My name is Corey D. Truax, and I’m the voice behind the Quintessential Editor. I’m also the owner of Quintessential Editing LLC. Here is my life, condensed for consumption.
I graduated from a tiny high school in a little town called Woodsfield in 2003. I wanted adventure, so a few months after graduation I headed off to the Navy. It was the best decision I could have made.
My jobs in the Navy included being a journalist, photographer, videographer, combat cameraman, editor, and public affairs representative. I was trained to do most of this at the Defense Information School (DINFOS).
Directly after graduating from DINFOS, I found myself sailing on the forward deployed amphibious assault ship, the USS Essex (LHD-2). She was home ported in Sasebo, Japan.
During my time on the Essex, I painted orphanages in China, drank beer in Australia, drank more beer in the Philippines, smacked a camel in Dubai, rode an elephant in Thailand, and arm wrestled Marines in Okinawa. While not gallivanting, I wrote stories and took photographs.
After three years of service on the Essex, I transferred to the Naval Postgraduate School (NPS) in Monterey, California. I worked as a journalist, photographer, and editor at NPS. The stories I enjoyed writing most involved advanced technologies being developed by the graduate students and professors. A great example would be placing high powered lasers (p. 8) on ships to shoot down incoming missiles. Science!
My final job in the Navy was as a combat cameraman working at Combat Camera Group Pacific in San Diego, California. I covered naval exercises, natural disasters, man-made disasters, like the Deepwater Horizon oil spill, and deployed to Iraq to document combat operations.
It was at Combat Camera where I met M.L.S. Weech, who was stationed there as well. He was, of course, writing yet another book; The Journals of Bob Drifter.
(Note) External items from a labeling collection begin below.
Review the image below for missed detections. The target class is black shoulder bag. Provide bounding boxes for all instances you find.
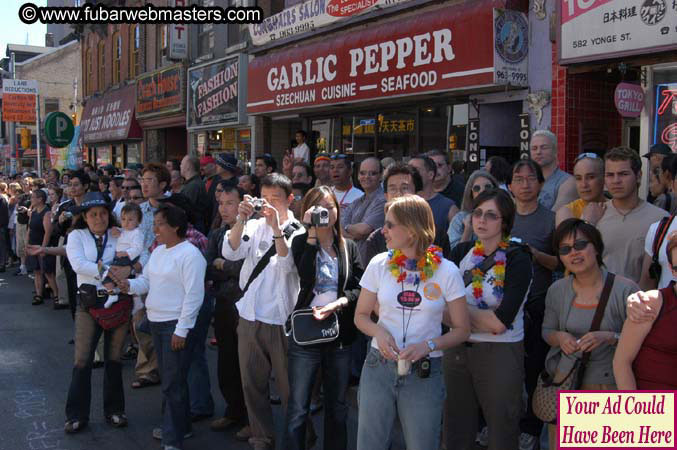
[532,272,616,424]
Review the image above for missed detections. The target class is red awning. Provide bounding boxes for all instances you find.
[80,85,141,144]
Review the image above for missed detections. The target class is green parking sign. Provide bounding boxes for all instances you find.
[45,111,75,148]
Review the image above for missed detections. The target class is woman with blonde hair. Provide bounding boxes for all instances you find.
[285,186,363,450]
[355,195,470,450]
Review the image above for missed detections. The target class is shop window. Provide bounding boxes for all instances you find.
[45,98,59,117]
[113,32,122,84]
[129,24,141,78]
[96,41,106,92]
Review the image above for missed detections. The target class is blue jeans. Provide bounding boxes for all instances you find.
[285,338,351,450]
[357,348,445,450]
[149,320,195,448]
[188,296,214,416]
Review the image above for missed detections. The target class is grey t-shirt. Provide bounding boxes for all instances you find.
[510,204,555,308]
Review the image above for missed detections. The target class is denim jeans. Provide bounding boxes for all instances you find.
[188,296,214,416]
[66,307,128,422]
[285,338,351,450]
[149,320,195,448]
[357,348,445,450]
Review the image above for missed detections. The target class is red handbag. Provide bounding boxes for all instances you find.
[87,294,134,330]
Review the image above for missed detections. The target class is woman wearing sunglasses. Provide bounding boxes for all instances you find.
[614,234,677,390]
[444,189,532,450]
[447,170,498,248]
[543,219,639,448]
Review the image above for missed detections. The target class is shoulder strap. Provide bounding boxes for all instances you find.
[651,214,675,263]
[581,272,616,367]
[242,222,301,297]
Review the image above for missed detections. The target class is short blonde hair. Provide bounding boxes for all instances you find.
[386,195,435,255]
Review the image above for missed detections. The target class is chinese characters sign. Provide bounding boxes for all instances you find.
[653,83,677,152]
[559,0,677,64]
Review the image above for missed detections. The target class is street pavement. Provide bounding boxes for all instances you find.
[0,269,357,450]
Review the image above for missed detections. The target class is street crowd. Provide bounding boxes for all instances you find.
[0,131,677,450]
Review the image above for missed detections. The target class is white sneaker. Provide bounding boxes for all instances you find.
[475,427,489,447]
[519,433,538,450]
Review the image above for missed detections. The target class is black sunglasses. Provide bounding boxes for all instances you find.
[558,239,590,256]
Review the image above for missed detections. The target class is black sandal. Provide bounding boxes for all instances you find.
[106,414,127,428]
[63,420,87,434]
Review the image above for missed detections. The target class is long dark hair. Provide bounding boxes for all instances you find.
[299,186,343,246]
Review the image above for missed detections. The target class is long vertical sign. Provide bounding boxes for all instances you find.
[468,119,480,173]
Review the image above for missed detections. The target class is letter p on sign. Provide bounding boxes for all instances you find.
[45,112,75,148]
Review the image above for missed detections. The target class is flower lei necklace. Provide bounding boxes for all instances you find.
[388,245,442,284]
[470,236,510,309]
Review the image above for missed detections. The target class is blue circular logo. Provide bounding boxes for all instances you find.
[494,10,529,64]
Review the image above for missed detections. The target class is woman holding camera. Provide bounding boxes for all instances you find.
[286,186,362,450]
[355,195,470,450]
[64,192,129,433]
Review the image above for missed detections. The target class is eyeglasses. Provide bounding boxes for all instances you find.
[558,239,590,256]
[472,208,502,222]
[472,183,494,192]
[574,152,600,162]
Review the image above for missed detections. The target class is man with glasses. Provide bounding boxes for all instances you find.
[409,155,458,239]
[426,150,465,206]
[597,147,668,290]
[254,153,277,180]
[555,153,607,226]
[365,162,451,263]
[329,153,364,212]
[530,130,576,211]
[508,159,558,450]
[341,157,386,267]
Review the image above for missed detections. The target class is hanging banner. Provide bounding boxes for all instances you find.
[2,78,38,122]
[249,0,409,45]
[519,113,531,159]
[186,54,247,129]
[467,119,480,172]
[653,83,677,152]
[558,0,677,64]
[247,0,495,114]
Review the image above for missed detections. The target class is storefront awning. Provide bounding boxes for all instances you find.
[81,85,141,144]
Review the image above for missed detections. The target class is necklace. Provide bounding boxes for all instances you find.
[470,236,510,309]
[388,245,442,284]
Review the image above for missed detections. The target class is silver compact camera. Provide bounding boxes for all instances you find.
[310,206,329,227]
[250,198,266,213]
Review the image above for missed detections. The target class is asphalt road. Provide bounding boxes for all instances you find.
[0,269,364,450]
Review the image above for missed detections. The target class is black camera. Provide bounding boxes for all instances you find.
[310,206,329,227]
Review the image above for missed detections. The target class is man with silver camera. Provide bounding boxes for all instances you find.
[222,173,303,449]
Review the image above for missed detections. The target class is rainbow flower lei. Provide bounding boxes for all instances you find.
[470,236,510,309]
[388,245,442,284]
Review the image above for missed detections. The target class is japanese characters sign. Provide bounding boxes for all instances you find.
[559,0,677,64]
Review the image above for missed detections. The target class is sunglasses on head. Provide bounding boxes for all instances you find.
[558,239,590,256]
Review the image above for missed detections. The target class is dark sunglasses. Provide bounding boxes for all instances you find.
[574,152,599,162]
[558,239,590,256]
[472,183,494,192]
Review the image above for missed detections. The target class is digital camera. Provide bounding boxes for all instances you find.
[310,206,329,227]
[251,198,265,213]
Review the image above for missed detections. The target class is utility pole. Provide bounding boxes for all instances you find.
[9,52,19,173]
[35,94,42,178]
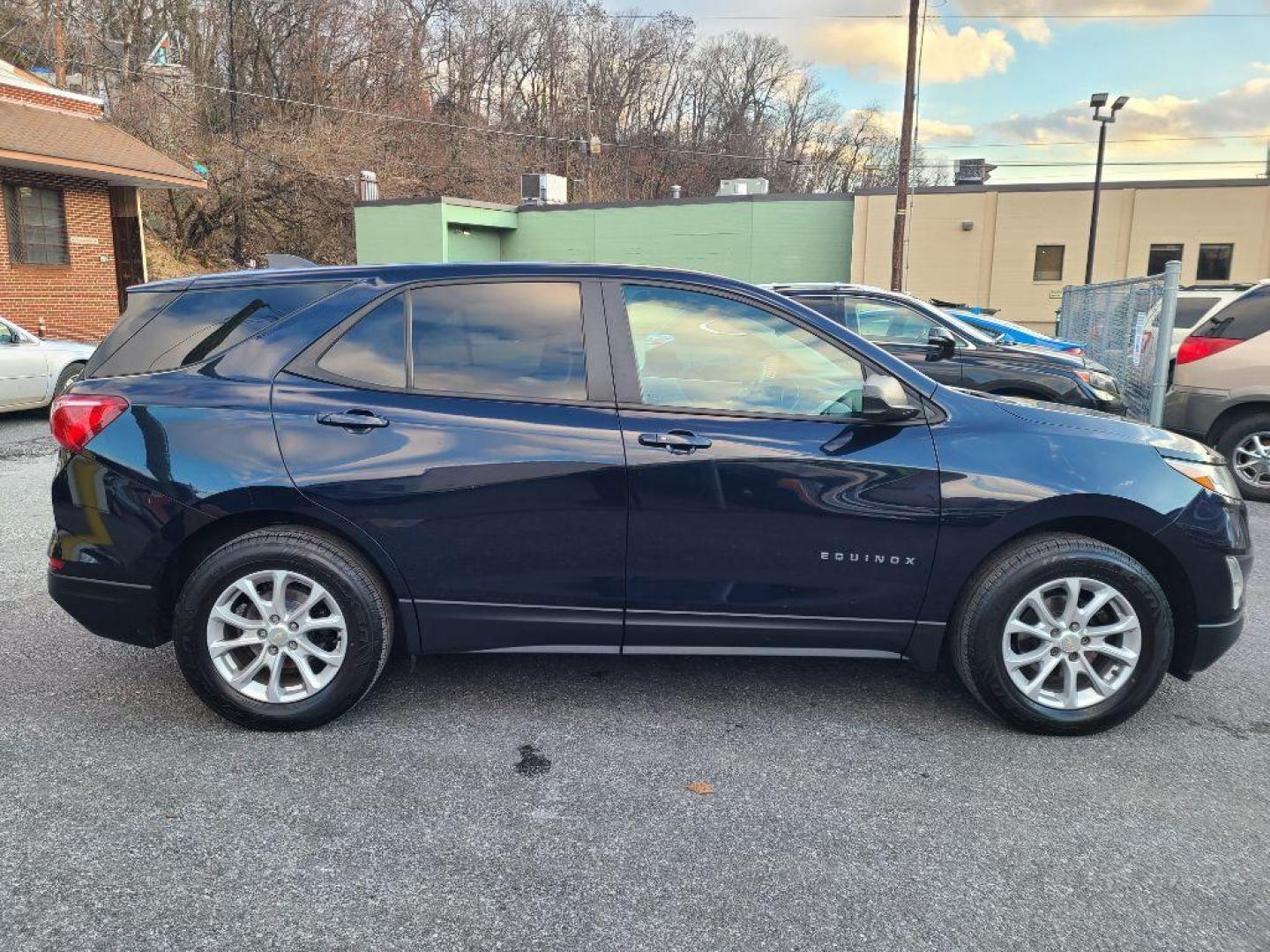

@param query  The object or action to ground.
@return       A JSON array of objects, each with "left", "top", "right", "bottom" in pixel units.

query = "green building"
[{"left": 355, "top": 194, "right": 852, "bottom": 283}]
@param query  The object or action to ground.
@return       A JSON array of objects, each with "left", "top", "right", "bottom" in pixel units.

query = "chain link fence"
[{"left": 1058, "top": 262, "right": 1178, "bottom": 425}]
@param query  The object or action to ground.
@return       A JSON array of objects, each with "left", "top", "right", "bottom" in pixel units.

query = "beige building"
[{"left": 851, "top": 179, "right": 1270, "bottom": 330}]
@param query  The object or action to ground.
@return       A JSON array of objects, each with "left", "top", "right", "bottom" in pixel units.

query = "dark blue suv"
[{"left": 49, "top": 264, "right": 1251, "bottom": 733}]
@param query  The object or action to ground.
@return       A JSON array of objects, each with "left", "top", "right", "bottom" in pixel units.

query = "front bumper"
[{"left": 49, "top": 569, "right": 167, "bottom": 647}]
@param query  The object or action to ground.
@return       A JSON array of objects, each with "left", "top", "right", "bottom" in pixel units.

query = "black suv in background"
[{"left": 766, "top": 283, "right": 1125, "bottom": 415}]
Terrence Siren was also at Combat Camera and he was writing his book, The 7th Horn. We started up the Brown Pipe Gang (a writer’s group) and have collaborated ever since. Their influence got me back into the writing game. Thanks guys.
Combat Camera was my last job in the Navy. Immediately after exiting the Navy, I headed to Eastern Kentucky University. It took me two and half years grinding out 21-credit hour semesters to earn a Bachelor of Science in Homeland Security with a Certificate in Intelligence Studies. I was bound for federal employment.
However, the most beautiful monkey wrench came along while in college, my amazing wife Heather. As fate would have it, she decided to join the Navy to become a Nuclear Engineer. I decided to find a portable job instead of a federal one—a police officer.
After completing training at the South Carolina Criminal Justice Academy, I hit the streets in the city where my wife was stationed. My vision of being a cop was getting to continue helping and protecting people. The reality was far different. My faith in humanity was quickly dwindling. My physical and mental health start to decline. I knew, within months, I simply was not made for this kind of work.
Then a miracle happened. The birth of my son. I was done with police work for good.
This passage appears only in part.